So I guess Dallas, Miami, Austin, Nashville, New Orleans aren't real cities either. You should come down and visit because I know for a fact that these are all real cities.
Anything less than 5 million people is not a real city. Disagree with me? You're a jealous small town hillbilly.
Atlanta, Boston, San Francisco, and Seattle (all of which are right at 5 million or under) are every bit the cities that Los Angeles, Miami, and NYC are. They all offer major sports teams, have IKEAs, are major ports/transportation hubs, economic powerhouses, and major draws for tourists and immigrants. Just because it's not a global alpha-plus city doesn't mean it's not a real city. It's almost the exact same thing, just on a slightly smaller scale. Sometimes, less can actually be more.
When I think of real cities I think of the NE+Mid Atlantic and the midwest. SF Bay Area and LA are real too. Most cities in the south are so spread out that they seem to look country to me. Charlotte and Jacksonville look country except downtown. Atlanta seems real but again, only 400K something people living in 132 sq miles. Most major cites in the south are like large towns not cities. I wouldn't call Houston a city just a very large town/suburb.
I can't really speak for the rest of your post, but I have to agree with the last sentence. Houston is the prime example of a massive population living close to each other, but not creating anything of substance. I just cant bring myself to calling it a real city. I still remember the first time I went to Montrose (which is apparently a nice part of town) and getting the distinct feeling that I was in some ramshackle small town. Crumbling sidewalks, cheap street lights strung from telephone poles, parking lots haphazardly placed between buildings. It's shockingly bleak. I now understand that all if the money down there is spent on the insides of buildings and people there just don't care about aesthetics.

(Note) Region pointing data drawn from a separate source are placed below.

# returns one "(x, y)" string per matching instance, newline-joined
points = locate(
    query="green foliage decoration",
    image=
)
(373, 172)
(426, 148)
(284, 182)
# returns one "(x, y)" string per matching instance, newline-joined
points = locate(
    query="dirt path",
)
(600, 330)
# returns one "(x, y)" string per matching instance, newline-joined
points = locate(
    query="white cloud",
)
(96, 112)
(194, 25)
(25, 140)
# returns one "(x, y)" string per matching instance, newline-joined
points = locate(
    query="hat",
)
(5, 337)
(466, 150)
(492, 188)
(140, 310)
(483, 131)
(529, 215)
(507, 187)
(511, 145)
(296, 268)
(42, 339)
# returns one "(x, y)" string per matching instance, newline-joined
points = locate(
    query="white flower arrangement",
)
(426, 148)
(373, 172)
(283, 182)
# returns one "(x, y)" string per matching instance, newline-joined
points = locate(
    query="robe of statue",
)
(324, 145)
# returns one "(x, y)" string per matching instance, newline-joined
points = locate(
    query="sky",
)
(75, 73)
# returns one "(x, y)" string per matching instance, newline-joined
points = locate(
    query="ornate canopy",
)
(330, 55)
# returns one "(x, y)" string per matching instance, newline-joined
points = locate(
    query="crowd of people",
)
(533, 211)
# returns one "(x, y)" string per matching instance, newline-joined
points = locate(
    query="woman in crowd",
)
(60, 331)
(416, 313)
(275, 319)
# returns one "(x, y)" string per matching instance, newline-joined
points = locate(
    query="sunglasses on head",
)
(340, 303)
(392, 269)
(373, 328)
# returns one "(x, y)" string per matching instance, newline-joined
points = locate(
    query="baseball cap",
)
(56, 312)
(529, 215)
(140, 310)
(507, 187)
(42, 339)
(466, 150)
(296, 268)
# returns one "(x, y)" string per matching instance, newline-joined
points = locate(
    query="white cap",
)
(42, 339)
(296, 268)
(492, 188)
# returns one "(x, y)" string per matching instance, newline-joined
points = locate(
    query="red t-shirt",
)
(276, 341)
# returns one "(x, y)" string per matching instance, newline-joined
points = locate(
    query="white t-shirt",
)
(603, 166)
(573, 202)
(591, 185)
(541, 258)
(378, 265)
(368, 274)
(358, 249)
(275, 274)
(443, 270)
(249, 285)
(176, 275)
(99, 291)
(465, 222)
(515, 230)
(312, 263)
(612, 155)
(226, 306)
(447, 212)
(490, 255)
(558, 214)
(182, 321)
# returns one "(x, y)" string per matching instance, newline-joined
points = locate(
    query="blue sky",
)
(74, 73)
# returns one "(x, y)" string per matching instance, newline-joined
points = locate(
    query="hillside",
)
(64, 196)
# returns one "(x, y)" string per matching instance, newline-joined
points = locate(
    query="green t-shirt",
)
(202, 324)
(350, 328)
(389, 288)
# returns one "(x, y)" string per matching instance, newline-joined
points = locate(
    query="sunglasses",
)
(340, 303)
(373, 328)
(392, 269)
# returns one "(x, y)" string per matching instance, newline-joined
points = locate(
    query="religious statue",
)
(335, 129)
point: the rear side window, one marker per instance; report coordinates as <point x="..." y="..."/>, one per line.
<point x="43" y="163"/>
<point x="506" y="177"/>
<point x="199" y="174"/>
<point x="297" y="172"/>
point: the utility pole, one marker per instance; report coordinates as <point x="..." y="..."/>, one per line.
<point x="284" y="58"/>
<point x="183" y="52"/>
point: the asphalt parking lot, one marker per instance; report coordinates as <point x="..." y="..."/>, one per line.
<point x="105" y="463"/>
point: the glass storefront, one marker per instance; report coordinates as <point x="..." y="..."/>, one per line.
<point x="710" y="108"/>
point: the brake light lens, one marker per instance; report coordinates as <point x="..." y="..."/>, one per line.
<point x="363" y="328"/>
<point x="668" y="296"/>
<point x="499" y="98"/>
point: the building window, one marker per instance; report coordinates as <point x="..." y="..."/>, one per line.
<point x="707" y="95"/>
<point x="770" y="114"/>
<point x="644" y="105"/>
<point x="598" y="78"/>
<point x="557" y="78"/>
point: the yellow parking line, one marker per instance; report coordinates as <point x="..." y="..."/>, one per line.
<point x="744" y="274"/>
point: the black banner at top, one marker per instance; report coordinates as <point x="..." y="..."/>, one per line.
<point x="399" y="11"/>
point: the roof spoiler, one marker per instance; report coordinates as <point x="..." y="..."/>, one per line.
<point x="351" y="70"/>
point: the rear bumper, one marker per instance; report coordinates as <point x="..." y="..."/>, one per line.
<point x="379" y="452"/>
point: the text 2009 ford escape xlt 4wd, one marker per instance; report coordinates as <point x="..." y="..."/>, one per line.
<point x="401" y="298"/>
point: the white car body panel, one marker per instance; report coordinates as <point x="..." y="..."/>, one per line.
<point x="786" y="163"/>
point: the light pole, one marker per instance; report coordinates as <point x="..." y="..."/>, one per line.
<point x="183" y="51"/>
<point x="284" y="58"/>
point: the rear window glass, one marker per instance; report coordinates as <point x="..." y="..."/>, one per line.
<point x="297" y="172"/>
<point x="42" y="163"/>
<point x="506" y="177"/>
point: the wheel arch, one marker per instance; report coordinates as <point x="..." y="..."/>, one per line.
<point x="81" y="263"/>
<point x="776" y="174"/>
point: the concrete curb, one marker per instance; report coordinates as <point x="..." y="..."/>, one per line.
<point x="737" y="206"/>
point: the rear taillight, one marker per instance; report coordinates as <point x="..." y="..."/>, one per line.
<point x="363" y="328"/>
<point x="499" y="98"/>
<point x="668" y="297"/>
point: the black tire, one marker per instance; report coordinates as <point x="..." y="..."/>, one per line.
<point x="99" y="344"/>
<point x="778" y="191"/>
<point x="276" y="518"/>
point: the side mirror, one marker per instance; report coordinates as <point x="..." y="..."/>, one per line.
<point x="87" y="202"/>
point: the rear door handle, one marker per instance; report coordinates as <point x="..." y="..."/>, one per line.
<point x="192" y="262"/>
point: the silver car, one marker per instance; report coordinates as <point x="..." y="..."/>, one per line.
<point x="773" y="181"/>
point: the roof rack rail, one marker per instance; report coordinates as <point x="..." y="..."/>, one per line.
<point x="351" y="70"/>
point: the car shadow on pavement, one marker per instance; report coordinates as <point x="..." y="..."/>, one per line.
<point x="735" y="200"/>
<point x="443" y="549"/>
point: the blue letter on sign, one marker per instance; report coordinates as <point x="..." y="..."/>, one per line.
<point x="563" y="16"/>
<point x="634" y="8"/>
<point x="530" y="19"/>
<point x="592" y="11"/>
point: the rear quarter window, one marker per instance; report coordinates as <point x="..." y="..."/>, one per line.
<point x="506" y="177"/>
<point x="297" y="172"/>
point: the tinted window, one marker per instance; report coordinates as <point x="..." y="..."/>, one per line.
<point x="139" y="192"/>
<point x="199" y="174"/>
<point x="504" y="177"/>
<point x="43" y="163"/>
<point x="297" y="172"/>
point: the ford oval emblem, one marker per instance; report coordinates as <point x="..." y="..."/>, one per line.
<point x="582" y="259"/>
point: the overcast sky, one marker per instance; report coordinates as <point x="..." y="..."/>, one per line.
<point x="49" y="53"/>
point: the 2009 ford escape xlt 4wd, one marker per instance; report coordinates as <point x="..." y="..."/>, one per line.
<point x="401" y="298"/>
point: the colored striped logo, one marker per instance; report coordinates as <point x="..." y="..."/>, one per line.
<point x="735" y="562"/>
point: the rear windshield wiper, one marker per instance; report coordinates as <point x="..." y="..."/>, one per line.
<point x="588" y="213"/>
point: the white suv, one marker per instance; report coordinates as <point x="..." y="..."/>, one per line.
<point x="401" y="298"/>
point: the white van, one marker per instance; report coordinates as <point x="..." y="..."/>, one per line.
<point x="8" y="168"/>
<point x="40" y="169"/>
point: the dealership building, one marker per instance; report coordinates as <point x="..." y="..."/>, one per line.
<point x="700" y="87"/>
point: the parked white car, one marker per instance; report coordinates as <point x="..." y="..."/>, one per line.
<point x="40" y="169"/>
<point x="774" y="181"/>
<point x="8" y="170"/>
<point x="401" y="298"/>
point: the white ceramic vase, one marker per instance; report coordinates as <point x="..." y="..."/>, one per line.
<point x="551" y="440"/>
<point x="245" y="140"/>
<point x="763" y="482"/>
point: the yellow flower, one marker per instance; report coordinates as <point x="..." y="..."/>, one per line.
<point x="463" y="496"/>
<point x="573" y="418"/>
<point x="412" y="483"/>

I don't completely agree because the pedestrian-centric "hipster" fad is relatively recent and prior to it people would have had no problem saying an auto-centric city was a "real city." Asheville, NC is much as you describe Berkeley. It's dense, organic, funky, and draws people, but I would still call it a town.
Pedestrian-centric is hipster and recent??? Have you ever left the US???
I can't really speak for the rest of your post, but I have to agree with the last sentence. Houston is the prime example of a massive population living close to each other, but not creating anything of substance. I just cant bring myself to calling it a real city. I still remember the first time I went to Montrose (which is apparently a nice part of town) and getting the distinct feeling that I was in some ramshackle small town. Crumbling sidewalks, cheap street lights strung from telephone poles, parking lots haphazardly placed between buildings. It's shockingly bleak. I now understand that all if the money down there is spent on the insides of buildings and people there just don't care about aesthetics.
I would say Village 1-20,000, town 20,000-50,000, small city 50,000-150,000, city 150,000-500,000 big city 500,000 +
According to IL law, a municipality can call itself a city or village (never a town) with no restriction on population, though at this time there are no villages over 100,000. Either can be divided into wards.